The CFTC Order requires SMP and Epaster to pay civil monetary penalties of $700,000 and $280,000 respectively, and to cease and desist from violating the Commodity Exchange Act and CFTC regulations governing wash sales and non-competitive pre-arranged trading, as charged.
The CFTC Order finds that on three occasions SMP traded with itself in the March 2012 Japanese Yen options contract listed on the CME, and that SMP and Epaster were on opposite sides of two additional trades in same contract.
The CFTC's Order finds that SMP intentionally negated price competition in each of these trades, as follows. The same SMP employees controlled SMP’s and Epaster’s trading accounts. Each of the orders in question was equal and offsetting in size and price, and was initiated at or near the same time.
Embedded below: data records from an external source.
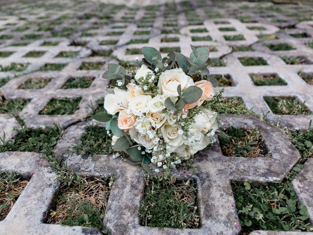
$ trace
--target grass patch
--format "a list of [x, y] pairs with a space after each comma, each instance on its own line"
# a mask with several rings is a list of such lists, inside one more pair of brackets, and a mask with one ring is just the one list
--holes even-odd
[[10, 71], [16, 71], [17, 72], [21, 72], [26, 69], [29, 65], [29, 63], [11, 63], [10, 65], [7, 66], [2, 66], [0, 65], [0, 72], [8, 72]]
[[234, 27], [222, 27], [219, 28], [219, 30], [222, 32], [226, 32], [228, 31], [237, 31]]
[[232, 46], [233, 51], [253, 51], [254, 50], [250, 46]]
[[290, 50], [295, 49], [290, 44], [288, 43], [278, 43], [277, 44], [271, 44], [266, 45], [271, 50]]
[[73, 152], [82, 155], [111, 154], [113, 153], [112, 141], [105, 127], [89, 125], [85, 128], [80, 142], [72, 149]]
[[71, 115], [79, 107], [81, 97], [53, 98], [39, 114], [42, 115]]
[[224, 37], [226, 41], [241, 41], [245, 40], [245, 37], [242, 34], [224, 35]]
[[276, 73], [250, 73], [249, 74], [257, 86], [282, 86], [287, 85]]
[[103, 224], [112, 177], [86, 179], [77, 177], [70, 186], [64, 187], [53, 202], [47, 222], [70, 226], [98, 228], [110, 234]]
[[161, 53], [171, 53], [173, 51], [177, 52], [180, 52], [180, 47], [160, 47], [160, 52]]
[[60, 71], [62, 70], [67, 64], [45, 64], [39, 68], [40, 71]]
[[99, 45], [115, 45], [117, 43], [118, 40], [103, 40], [99, 43]]
[[29, 51], [23, 56], [23, 57], [41, 57], [46, 51]]
[[179, 38], [177, 37], [174, 37], [174, 38], [162, 38], [161, 39], [161, 43], [172, 43], [179, 41]]
[[78, 70], [99, 70], [104, 65], [104, 62], [83, 62]]
[[88, 88], [94, 80], [94, 77], [70, 77], [67, 80], [61, 88], [63, 89]]
[[282, 55], [281, 59], [288, 65], [308, 65], [312, 64], [310, 61], [303, 56], [286, 56]]
[[14, 140], [2, 142], [0, 152], [4, 151], [45, 153], [52, 151], [63, 133], [59, 126], [32, 129], [25, 126], [17, 130]]
[[78, 51], [60, 51], [56, 57], [73, 58], [76, 57], [79, 53]]
[[296, 97], [264, 96], [264, 100], [273, 114], [280, 115], [309, 115], [312, 112]]
[[239, 57], [238, 59], [244, 66], [268, 65], [266, 60], [262, 57]]
[[159, 228], [198, 228], [197, 185], [191, 180], [177, 182], [171, 177], [146, 180], [139, 217], [141, 225]]
[[28, 183], [15, 172], [0, 172], [0, 221], [9, 213]]
[[193, 36], [191, 37], [191, 40], [193, 42], [197, 42], [199, 41], [212, 41], [212, 39], [210, 35], [206, 35], [203, 37]]
[[207, 62], [208, 63], [208, 65], [211, 67], [226, 66], [226, 63], [224, 61], [224, 60], [219, 58], [209, 59]]
[[41, 77], [31, 78], [18, 87], [19, 89], [41, 89], [45, 87], [51, 81], [51, 78]]
[[260, 130], [244, 129], [230, 126], [219, 135], [222, 152], [228, 157], [268, 157]]

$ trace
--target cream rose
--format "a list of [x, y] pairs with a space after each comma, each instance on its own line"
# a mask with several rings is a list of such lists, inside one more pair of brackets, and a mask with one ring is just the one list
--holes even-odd
[[132, 114], [130, 110], [122, 110], [118, 115], [117, 126], [121, 130], [128, 130], [133, 127], [135, 120], [136, 116]]
[[169, 152], [173, 152], [183, 143], [182, 136], [178, 132], [179, 125], [177, 123], [170, 124], [168, 123], [163, 125], [160, 128], [160, 132], [163, 139], [170, 147]]
[[145, 65], [142, 65], [140, 68], [136, 71], [135, 80], [137, 81], [140, 77], [145, 78], [148, 74], [154, 74], [153, 71]]
[[156, 113], [160, 112], [165, 108], [165, 99], [162, 95], [157, 95], [153, 97], [148, 103], [148, 108], [150, 112]]
[[129, 109], [135, 115], [140, 116], [144, 113], [148, 113], [148, 103], [151, 100], [151, 95], [139, 95], [129, 102]]
[[128, 107], [128, 92], [115, 87], [114, 94], [107, 94], [104, 97], [103, 106], [108, 113], [114, 115]]
[[181, 69], [167, 70], [159, 77], [157, 86], [159, 94], [169, 96], [178, 96], [177, 87], [181, 86], [183, 91], [187, 87], [194, 85], [192, 79], [185, 74]]
[[198, 106], [201, 106], [205, 100], [212, 99], [215, 93], [211, 82], [209, 82], [206, 80], [202, 80], [199, 82], [196, 82], [195, 86], [201, 88], [203, 92], [202, 95], [198, 101]]

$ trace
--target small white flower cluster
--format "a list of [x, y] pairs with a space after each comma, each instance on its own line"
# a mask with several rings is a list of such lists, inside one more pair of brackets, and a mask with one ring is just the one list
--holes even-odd
[[[215, 141], [217, 113], [202, 108], [195, 117], [188, 116], [189, 110], [201, 107], [214, 94], [210, 82], [194, 82], [180, 69], [158, 73], [158, 72], [157, 69], [153, 71], [142, 65], [134, 79], [127, 85], [126, 90], [115, 87], [113, 94], [105, 96], [104, 108], [109, 114], [118, 115], [118, 127], [135, 142], [134, 145], [139, 145], [137, 149], [142, 154], [151, 155], [152, 163], [166, 169], [168, 165], [175, 167]], [[145, 87], [142, 86], [144, 81], [156, 86], [157, 94], [146, 93]], [[199, 101], [186, 104], [180, 110], [167, 109], [164, 102], [168, 97], [174, 103], [179, 98], [179, 85], [182, 91], [190, 86], [197, 86], [202, 90], [202, 95]], [[191, 119], [193, 121], [190, 124]], [[118, 139], [112, 137], [112, 144]], [[116, 154], [114, 157], [119, 156]], [[168, 163], [169, 159], [175, 160]], [[158, 171], [157, 168], [155, 171]]]

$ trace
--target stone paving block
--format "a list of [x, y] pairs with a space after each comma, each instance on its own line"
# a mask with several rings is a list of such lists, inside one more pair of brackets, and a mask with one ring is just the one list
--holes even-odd
[[136, 214], [140, 206], [144, 189], [143, 170], [122, 160], [113, 159], [112, 155], [67, 154], [71, 146], [79, 143], [85, 127], [96, 122], [88, 121], [69, 127], [54, 151], [57, 155], [67, 157], [70, 169], [79, 174], [105, 176], [113, 174], [116, 177], [104, 219], [114, 234], [237, 234], [240, 231], [240, 224], [235, 212], [230, 180], [263, 184], [279, 182], [301, 157], [283, 131], [277, 127], [248, 117], [241, 118], [222, 116], [222, 120], [224, 128], [231, 125], [238, 128], [258, 128], [272, 155], [270, 158], [224, 156], [218, 141], [213, 149], [195, 156], [195, 164], [199, 173], [173, 171], [178, 178], [193, 178], [197, 182], [201, 218], [199, 229], [160, 229], [139, 225], [138, 217], [130, 215]]

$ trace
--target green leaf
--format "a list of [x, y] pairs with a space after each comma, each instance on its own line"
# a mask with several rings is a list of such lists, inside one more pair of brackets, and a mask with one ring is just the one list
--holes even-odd
[[125, 69], [117, 64], [109, 64], [108, 70], [103, 73], [102, 77], [106, 79], [121, 79], [126, 74]]
[[196, 49], [196, 51], [197, 54], [195, 53], [195, 50], [192, 50], [193, 52], [190, 54], [190, 59], [194, 61], [197, 66], [203, 66], [209, 59], [210, 49], [209, 47], [202, 47], [197, 48]]
[[250, 185], [250, 184], [249, 184], [248, 182], [245, 182], [244, 183], [244, 185], [245, 186], [245, 188], [246, 188], [246, 190], [251, 189], [251, 185]]
[[186, 56], [179, 52], [175, 52], [177, 63], [179, 67], [182, 69], [185, 72], [187, 72], [189, 70], [190, 64], [188, 61], [188, 59]]
[[202, 95], [202, 90], [196, 86], [190, 86], [182, 93], [182, 99], [187, 104], [198, 101]]
[[110, 123], [110, 127], [113, 135], [118, 136], [118, 137], [122, 137], [124, 136], [124, 132], [122, 130], [118, 128], [117, 125], [117, 118], [114, 118], [111, 120]]
[[91, 116], [91, 118], [100, 122], [107, 122], [112, 118], [112, 115], [107, 113], [102, 112]]
[[168, 97], [166, 99], [165, 99], [164, 106], [167, 109], [170, 110], [177, 110], [175, 105], [169, 97]]
[[137, 147], [132, 147], [126, 150], [126, 152], [131, 158], [136, 162], [141, 162], [144, 155], [141, 154], [141, 151], [138, 150]]
[[125, 136], [120, 137], [116, 140], [113, 149], [114, 151], [120, 151], [126, 150], [130, 147], [129, 142]]
[[147, 171], [147, 173], [148, 173], [149, 174], [152, 175], [152, 174], [153, 174], [152, 173], [152, 171], [151, 170], [151, 169], [150, 168], [150, 167], [149, 167], [148, 166], [148, 165], [146, 165], [146, 164], [144, 164], [143, 163], [142, 163], [141, 166], [142, 166], [142, 168], [143, 168], [145, 169], [145, 170]]
[[142, 54], [145, 57], [146, 60], [148, 63], [155, 66], [157, 66], [159, 68], [159, 64], [162, 63], [162, 56], [156, 49], [151, 47], [144, 47], [141, 49]]

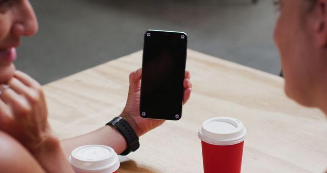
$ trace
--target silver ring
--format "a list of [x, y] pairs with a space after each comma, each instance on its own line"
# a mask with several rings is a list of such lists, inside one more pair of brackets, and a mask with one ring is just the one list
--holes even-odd
[[2, 94], [2, 93], [4, 92], [4, 91], [5, 91], [5, 90], [9, 89], [10, 88], [10, 85], [9, 85], [9, 84], [4, 84], [3, 85], [0, 85], [0, 95], [1, 95], [1, 94]]

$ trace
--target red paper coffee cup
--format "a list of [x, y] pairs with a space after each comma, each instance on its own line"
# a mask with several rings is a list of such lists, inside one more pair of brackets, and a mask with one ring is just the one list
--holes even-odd
[[246, 129], [240, 120], [216, 117], [203, 122], [201, 140], [205, 173], [240, 173]]

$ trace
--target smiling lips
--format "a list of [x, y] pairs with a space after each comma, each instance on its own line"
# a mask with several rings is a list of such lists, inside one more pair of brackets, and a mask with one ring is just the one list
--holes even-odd
[[0, 59], [12, 62], [16, 60], [17, 54], [16, 48], [11, 48], [6, 49], [0, 49]]

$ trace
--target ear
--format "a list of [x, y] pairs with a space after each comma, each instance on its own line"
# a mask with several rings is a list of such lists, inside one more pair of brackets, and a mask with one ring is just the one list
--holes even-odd
[[318, 0], [313, 7], [316, 39], [320, 47], [327, 47], [327, 0]]

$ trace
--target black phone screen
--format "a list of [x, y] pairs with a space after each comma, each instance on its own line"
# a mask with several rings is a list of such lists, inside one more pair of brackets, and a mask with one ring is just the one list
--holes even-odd
[[182, 32], [146, 32], [139, 105], [142, 117], [180, 119], [187, 40], [186, 35]]

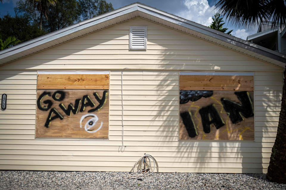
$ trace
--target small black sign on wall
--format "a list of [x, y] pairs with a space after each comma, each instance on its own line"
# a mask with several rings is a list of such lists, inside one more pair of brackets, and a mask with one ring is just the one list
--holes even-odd
[[7, 94], [2, 94], [2, 100], [1, 102], [1, 108], [2, 110], [6, 109], [6, 103], [7, 102]]

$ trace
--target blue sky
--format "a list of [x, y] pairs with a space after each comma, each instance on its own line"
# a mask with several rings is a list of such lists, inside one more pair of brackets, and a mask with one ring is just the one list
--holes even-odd
[[[15, 15], [14, 8], [18, 0], [3, 0], [0, 4], [0, 14], [1, 16], [7, 12]], [[106, 0], [111, 2], [115, 9], [131, 4], [136, 0]], [[214, 0], [137, 0], [139, 2], [158, 9], [186, 18], [206, 26], [209, 26], [212, 17], [216, 12], [214, 6]], [[233, 29], [231, 34], [246, 39], [246, 37], [256, 33], [257, 28], [249, 30], [239, 28], [226, 23], [224, 27]], [[256, 27], [257, 28], [257, 27]]]

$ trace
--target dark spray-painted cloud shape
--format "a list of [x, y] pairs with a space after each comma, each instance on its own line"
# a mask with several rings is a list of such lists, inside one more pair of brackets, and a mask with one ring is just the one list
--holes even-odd
[[186, 104], [189, 100], [195, 102], [202, 97], [210, 97], [213, 94], [212, 90], [180, 90], [180, 103]]

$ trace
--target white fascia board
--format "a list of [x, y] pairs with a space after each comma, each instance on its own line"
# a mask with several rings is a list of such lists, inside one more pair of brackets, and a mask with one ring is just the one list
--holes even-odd
[[[0, 51], [0, 59], [83, 30], [90, 26], [137, 10], [135, 4], [72, 25]], [[123, 10], [122, 10], [122, 9]]]
[[265, 30], [259, 33], [256, 33], [256, 34], [253, 34], [249, 35], [247, 37], [246, 40], [248, 41], [248, 40], [251, 40], [251, 39], [254, 39], [260, 37], [261, 36], [264, 36], [265, 34], [268, 34], [275, 32], [276, 31], [277, 31], [278, 30], [278, 29], [277, 28], [276, 28], [276, 29], [274, 30], [272, 29], [268, 29], [268, 30]]
[[286, 33], [286, 28], [284, 28], [282, 32], [281, 33], [281, 37], [284, 37], [283, 36], [285, 35], [285, 33]]
[[[144, 7], [147, 6], [145, 6]], [[274, 59], [282, 63], [286, 63], [286, 55], [233, 36], [169, 13], [166, 13], [161, 11], [159, 12], [158, 10], [154, 8], [149, 8], [147, 9], [143, 7], [141, 5], [139, 5], [138, 10], [226, 43]]]
[[137, 10], [282, 63], [286, 63], [286, 56], [285, 55], [139, 3], [131, 4], [0, 51], [0, 59]]

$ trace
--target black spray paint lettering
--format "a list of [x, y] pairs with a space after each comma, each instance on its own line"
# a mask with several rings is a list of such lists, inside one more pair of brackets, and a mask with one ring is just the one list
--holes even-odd
[[253, 109], [249, 93], [247, 91], [236, 92], [234, 94], [241, 102], [240, 105], [236, 102], [223, 98], [221, 99], [223, 108], [229, 113], [233, 124], [243, 120], [241, 115], [246, 118], [253, 116]]
[[[59, 97], [57, 97], [58, 94], [60, 94], [60, 95]], [[53, 94], [52, 97], [53, 99], [56, 101], [60, 102], [63, 100], [65, 99], [65, 96], [66, 96], [66, 93], [63, 91], [60, 90], [58, 90], [55, 92]]]
[[42, 93], [42, 94], [40, 95], [39, 97], [39, 98], [38, 99], [38, 100], [37, 101], [37, 105], [38, 106], [38, 108], [39, 110], [43, 111], [47, 111], [49, 109], [51, 108], [52, 105], [53, 104], [53, 103], [52, 102], [52, 101], [49, 100], [46, 100], [43, 102], [43, 103], [44, 104], [47, 104], [48, 105], [43, 106], [42, 106], [41, 104], [42, 100], [44, 97], [47, 96], [51, 96], [51, 93], [49, 92], [46, 92], [45, 91]]
[[202, 108], [199, 112], [200, 114], [203, 128], [205, 133], [211, 132], [211, 124], [214, 124], [217, 129], [224, 125], [223, 121], [213, 104]]
[[84, 111], [86, 107], [90, 106], [91, 107], [95, 105], [94, 103], [90, 99], [88, 95], [85, 95], [83, 97], [83, 101], [81, 102], [81, 107], [80, 111], [82, 112]]
[[212, 90], [180, 90], [180, 103], [186, 104], [189, 100], [195, 102], [202, 97], [210, 97], [213, 94]]
[[[53, 116], [53, 113], [55, 114], [55, 115]], [[49, 113], [49, 116], [48, 116], [48, 118], [47, 118], [46, 123], [45, 124], [45, 126], [47, 128], [49, 127], [51, 122], [55, 119], [60, 118], [61, 120], [63, 119], [63, 117], [61, 115], [59, 112], [57, 111], [56, 108], [52, 108], [50, 110], [50, 113]]]
[[78, 108], [80, 107], [80, 99], [77, 99], [74, 102], [74, 107], [72, 103], [71, 103], [68, 106], [67, 109], [66, 108], [65, 105], [63, 103], [60, 104], [59, 106], [67, 115], [69, 116], [71, 115], [72, 112], [74, 114], [76, 114], [77, 113]]
[[198, 135], [198, 132], [196, 129], [196, 127], [192, 118], [190, 113], [185, 112], [181, 113], [180, 115], [182, 118], [183, 123], [186, 127], [186, 129], [188, 132], [188, 134], [190, 137], [195, 137]]
[[[58, 97], [59, 94], [60, 96]], [[108, 92], [105, 91], [103, 93], [102, 98], [101, 99], [99, 97], [98, 94], [96, 92], [93, 93], [93, 95], [97, 101], [99, 103], [99, 104], [95, 108], [90, 110], [88, 111], [88, 113], [98, 111], [101, 109], [105, 104], [106, 102], [107, 97], [108, 95]], [[44, 91], [40, 95], [37, 101], [37, 105], [38, 108], [41, 110], [43, 111], [47, 111], [48, 110], [53, 104], [52, 101], [50, 100], [46, 100], [43, 102], [43, 103], [47, 104], [47, 106], [42, 106], [41, 105], [42, 102], [43, 98], [45, 96], [51, 96], [51, 93], [49, 92]], [[62, 101], [64, 99], [65, 97], [65, 93], [64, 92], [61, 91], [57, 91], [55, 92], [52, 96], [51, 96], [53, 99], [56, 101]], [[74, 106], [71, 103], [68, 106], [67, 108], [63, 104], [60, 104], [59, 106], [63, 111], [68, 116], [70, 116], [71, 113], [74, 114], [76, 114], [78, 111], [79, 108], [79, 105], [81, 102], [80, 99], [77, 99], [75, 100], [74, 102]], [[82, 112], [84, 111], [86, 107], [87, 106], [90, 106], [93, 107], [95, 106], [94, 103], [92, 102], [88, 95], [85, 95], [83, 97], [83, 100], [82, 102], [81, 106], [80, 111]], [[53, 114], [55, 115], [52, 116]], [[55, 108], [53, 108], [50, 110], [49, 113], [48, 118], [47, 118], [46, 122], [45, 124], [45, 126], [48, 127], [51, 122], [53, 120], [57, 118], [60, 118], [61, 120], [63, 119], [63, 118], [60, 113]]]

The orders were entered and the trades executed in an illiquid market at prices higher than any bids and offers in the market at the time. As a result, the SMP employees knew when placing the relevant orders that another SMP or Epaster account would be the counterparty to the ensuing transaction. Moreover, SMP knew that these transactions were riskless and further that each of the three transactions SMP executed with itself resulted in a financial nullity and therefore achieved a wash result.
According to David Meister, the Director of the CFTC's Enforcement Division, "The Commission will not tolerate wash sales or other riskless trading schemes. Such schemes undermine the integrity of futures and options markets. Today’s Order is a message to traders of the serious consequences that will result from such violations.”